On 28.09.2015 20:01, Gerard Meijssen wrote:

Sorry I disagree with your analysis. The fundamental issue is not
quality and it is not the size of our community. The issue is that we
have our priorities wrong. As far as I am concerned the "primary sources
tool" is a wrong approach for a dataset like Freebase or DBpedia.

What we should concentrate on is find likely issues that exist in
Wikidata. Make people aware of them and have a proper workflow that will
point people to the things they care about. When I care about "polders"
show me content where another source disagrees with what we have. As I
care about "polders" I will spend time on it BECAUSE I care and am
invited to resolve issues. I will be challenged because every item I
touch has an issue. I do not mind to do this when the data in Wikidata
differs from DBpedia, Freebase or whatever.. My time is well spend. THAT
is why I will be challenged, that is why I will be willing to work on this.

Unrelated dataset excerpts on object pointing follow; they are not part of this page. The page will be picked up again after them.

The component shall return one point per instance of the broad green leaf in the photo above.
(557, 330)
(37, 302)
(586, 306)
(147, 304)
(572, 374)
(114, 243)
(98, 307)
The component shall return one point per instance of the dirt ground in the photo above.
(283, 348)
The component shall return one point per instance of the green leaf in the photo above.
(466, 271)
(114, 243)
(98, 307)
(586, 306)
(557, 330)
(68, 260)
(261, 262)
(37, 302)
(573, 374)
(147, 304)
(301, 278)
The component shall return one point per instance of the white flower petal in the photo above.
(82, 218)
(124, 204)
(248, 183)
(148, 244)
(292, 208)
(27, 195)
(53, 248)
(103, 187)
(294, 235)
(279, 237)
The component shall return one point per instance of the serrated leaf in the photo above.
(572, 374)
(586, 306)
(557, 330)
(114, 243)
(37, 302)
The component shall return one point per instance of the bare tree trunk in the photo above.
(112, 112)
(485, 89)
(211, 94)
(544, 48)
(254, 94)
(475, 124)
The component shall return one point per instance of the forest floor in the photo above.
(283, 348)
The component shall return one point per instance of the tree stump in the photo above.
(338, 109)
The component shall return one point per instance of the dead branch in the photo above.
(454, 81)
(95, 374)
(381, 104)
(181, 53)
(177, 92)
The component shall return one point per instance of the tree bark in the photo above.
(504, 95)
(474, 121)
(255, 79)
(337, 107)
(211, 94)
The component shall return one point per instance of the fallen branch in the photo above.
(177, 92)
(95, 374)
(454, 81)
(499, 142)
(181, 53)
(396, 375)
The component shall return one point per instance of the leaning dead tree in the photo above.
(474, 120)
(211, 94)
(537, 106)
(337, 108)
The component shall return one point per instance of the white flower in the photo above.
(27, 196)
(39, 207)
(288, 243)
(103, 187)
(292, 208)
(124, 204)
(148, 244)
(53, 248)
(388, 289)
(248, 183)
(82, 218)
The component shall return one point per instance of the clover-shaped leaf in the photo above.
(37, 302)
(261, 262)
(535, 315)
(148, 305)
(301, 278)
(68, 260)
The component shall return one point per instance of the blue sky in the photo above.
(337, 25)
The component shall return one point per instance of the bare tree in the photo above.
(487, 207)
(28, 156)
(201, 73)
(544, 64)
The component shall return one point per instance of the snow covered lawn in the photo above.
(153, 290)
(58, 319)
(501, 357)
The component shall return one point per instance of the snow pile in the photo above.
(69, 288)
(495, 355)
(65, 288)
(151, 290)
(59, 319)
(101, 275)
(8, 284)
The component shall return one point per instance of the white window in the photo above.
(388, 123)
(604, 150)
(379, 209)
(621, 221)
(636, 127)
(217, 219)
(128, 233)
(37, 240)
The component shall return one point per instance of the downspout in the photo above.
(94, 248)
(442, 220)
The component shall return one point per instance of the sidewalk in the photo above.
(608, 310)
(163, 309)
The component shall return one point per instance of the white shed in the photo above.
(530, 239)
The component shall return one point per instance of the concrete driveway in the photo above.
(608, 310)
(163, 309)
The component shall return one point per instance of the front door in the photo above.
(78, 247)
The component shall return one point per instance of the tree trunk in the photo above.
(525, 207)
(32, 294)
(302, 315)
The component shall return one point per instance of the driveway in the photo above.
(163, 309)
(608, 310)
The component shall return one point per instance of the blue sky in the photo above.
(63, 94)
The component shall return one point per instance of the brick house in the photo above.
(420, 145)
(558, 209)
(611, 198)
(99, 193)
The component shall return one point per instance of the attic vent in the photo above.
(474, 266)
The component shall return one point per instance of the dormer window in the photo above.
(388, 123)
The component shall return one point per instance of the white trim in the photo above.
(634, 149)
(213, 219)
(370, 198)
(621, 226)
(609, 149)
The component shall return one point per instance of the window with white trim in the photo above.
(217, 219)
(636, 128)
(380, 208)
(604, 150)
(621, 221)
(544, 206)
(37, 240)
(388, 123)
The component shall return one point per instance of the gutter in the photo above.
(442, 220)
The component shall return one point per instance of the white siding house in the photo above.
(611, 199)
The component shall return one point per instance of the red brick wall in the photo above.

I will not do this for new data in the primary sources tool. At most I
will give it a glance and accept it. I would only do this where data in
the primary sources tool differs. That however is exactly the same
scenario that I just described.

I am not willing to look at data in Wikidata Freebase or DBpedia in the
primary sources tool one item/statement at a time; we know that they are
of a similar quality as Wikidata. The percentages make it a waste of
time. With iterative comparisons of other sources we will find the
booboos easy enough. We will spend the time of our communities
effectively and we will increase quality and quality and community.

The approach of the primary sources tool is wrong. It should only be
about linking data and define how this is done.

The problem is indeed with the community. Its time is wasted and it is
much more effective for me to add new data than work on data that is
already in the primary sources tool.

On 28 September 2015 at 16:52, Markus Krötzsch
<markus@semantic-mediawiki.org <mailto:markus@semantic-mediawiki.org>>


    Hi Gerard, hi all,

    The key misunderstanding here is that the main issue with the
    Freebase import would be data quality. It is actually community
    support. The goal of the current slow import process is for the
    Wikidata community to "adopt" the Freebase data. It's not about
    "storing" the data somewhere, but about finding a way to maintain it
    in the future.

    The import statistics show that Wikidata does not currently have
    enough community power for a quick import. This is regrettable, but
    not something that we can fix by dumping in more data that will then
    be orphaned.

    Freebase people: this is not a small amount of data for our young
    community. We really need your help to digest this huge amount of
    data! I am absolutely convinced from the emails I saw here that none
    of the former Freebase editors on this list would support low
    quality standards. They have fought hard to fix errors and avoid
    issues coming into their data for a long time.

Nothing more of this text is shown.